Ratings29
Average rating4
After an extraordinarily bad day during which Cassandra Dankworth's boyfriend breaks up with her and she is fired from her job, she wakes up the next day and has the chance to do it all again, differently.
Reviews with the most likes.
Neurodivergent Time Travel Women's Fiction. I do believe this is the first time I've ever encountered a book quite like this one - a book with a neurodivergent main character who time jumps most similarly to The Time Traveler's Wife (vs a true time loop ala Groundhog Day or a "glimpse" ala Family Man), but yet ultimately lands more on the women's fiction side than the romance side, despite said main character's main focus being on restoring the romance she loses at the beginning of the tale. There's also quite a reliance on Greek mythology reimagined, more akin to elements of Jeremy Robinson's Infinite Timeline event than say Rick Riordian's Percy Jackson lore. But as with at least Robinson's books (I've never actually read Riordian's), there is enough explanation of the relevant mythology that one not need have a degree in the field to understand the story enough to enjoy the story for itself. Overall, this has quite a few rare features in it, and fans of the time travel genre will likely enjoy it the most, but others should still step into this wildly quirky world. Very much recommended.

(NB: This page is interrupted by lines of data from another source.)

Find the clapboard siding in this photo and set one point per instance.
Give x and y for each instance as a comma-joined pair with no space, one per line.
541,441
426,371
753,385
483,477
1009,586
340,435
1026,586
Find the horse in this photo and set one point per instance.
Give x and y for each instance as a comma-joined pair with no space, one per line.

An interesting sort of romcom with a neurodiverse main character with a penchant for Greek mythology. Really well done overall but a bit too long. I would have liked things trimmed down by a hundred pages or so.
I listened to the audiobook and the narrator was so good she deserves her own mention. Kristin Atherton's reading of the book was superb and gets 5 stars just on its own. I could listen to the main character's boss for hours he's so perfectly done.
This book caught me by surprise. I questioned the reality of me so many times. It's hard rationalizing in your 40s that everything perceptibly wrong with you is a symptom of autism, is quite a shake. From misunderstanding a person's motivations, or miscalculating or misinterpreting. To constantly wondering if you've done or said the wrong thing, the over thinking, the over processing every interaction, the fear of rejection, the distancing of self and the cognitive delay. I'm shook. But in the end, i really love Cassandra, and hopefully people out there love me too.